Suggestion: Provide information on optimizing websites for blind people.
Once upon a time, a blind applicant emailed me to point out that our website (in particular the Application for Graduate Admission) was not very blind-friendly. For example, if we have form fields arranged in a table and we don't have each field individually described with tags/attributes that the aural browser reads aloud, it can be hard for a blind person to determine what they're supposed to put in a field.
Such things had never crossed my mind. Right away I called Services for Students with Disabilities and made an appointment with someone who was going to help me figure out how to make our pages more blind-friendly. As I arrived for the appointment, this person took a phone call and continued to gab, knowing I was waiting. After 15 minutes someone else took pity on me and turned me loose on a computer with Jaws. I'd have been fine with some learning by trial and error, except they were having registration/validation issues with their copy of Jaws and it died repeatedly. Meanwhile a low-vision student was hovering, waiting to use it. Eventually I gave up and left, without having gained any useful knowledge.
I feel bad knowing I haven't made this better. But I don't have time/funds to buy Jaws and learn what works, what tags/attributes it speaks, whether its competitors have the same behavior, etc.
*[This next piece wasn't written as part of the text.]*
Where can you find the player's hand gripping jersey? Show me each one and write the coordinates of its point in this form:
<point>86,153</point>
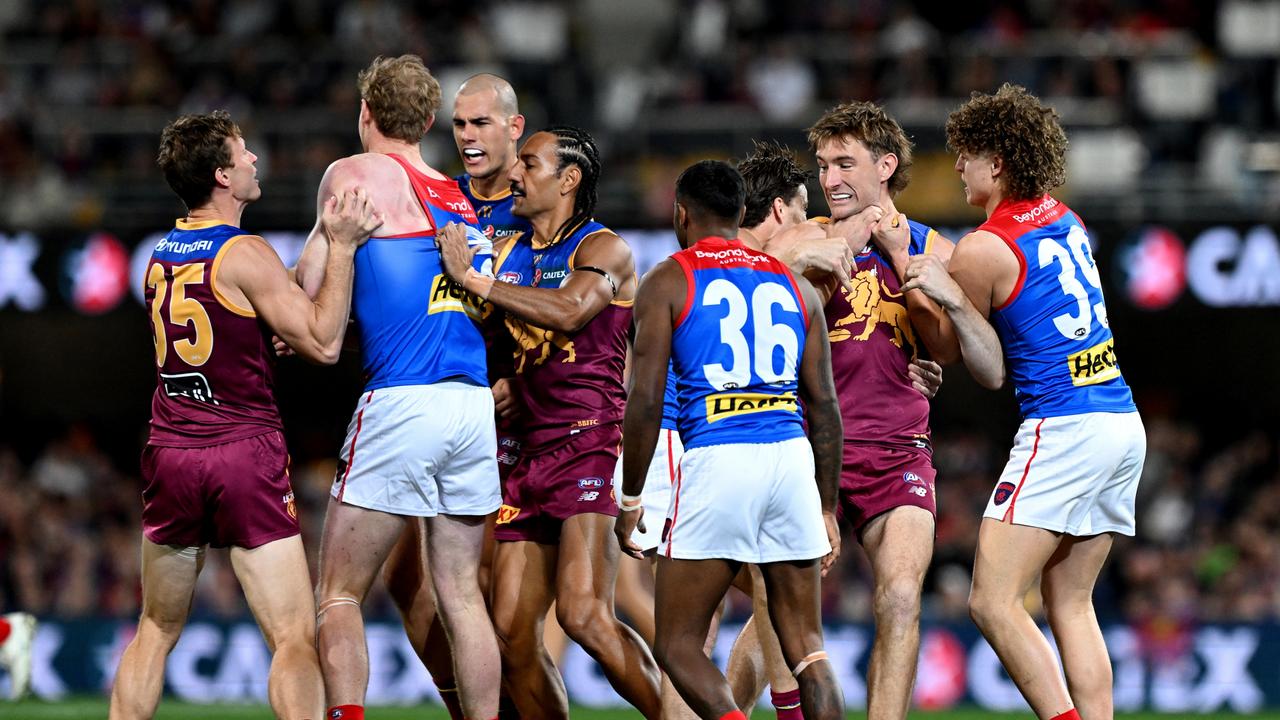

Nor patience to go back to SSD.
It would really help if UNL had a go-to person who knew the behavior of the major aural browsers and could review a site and point out things that are not blind-friendly. It would also be helpful to have a resource (maybe a wiki page) listing common web dev mistakes and how to avoid/fix them, for those of us who don't have aural browsers and can't "see" for ourselves what works. (You'd think such a page would already exist but I'm having no luck with Google.)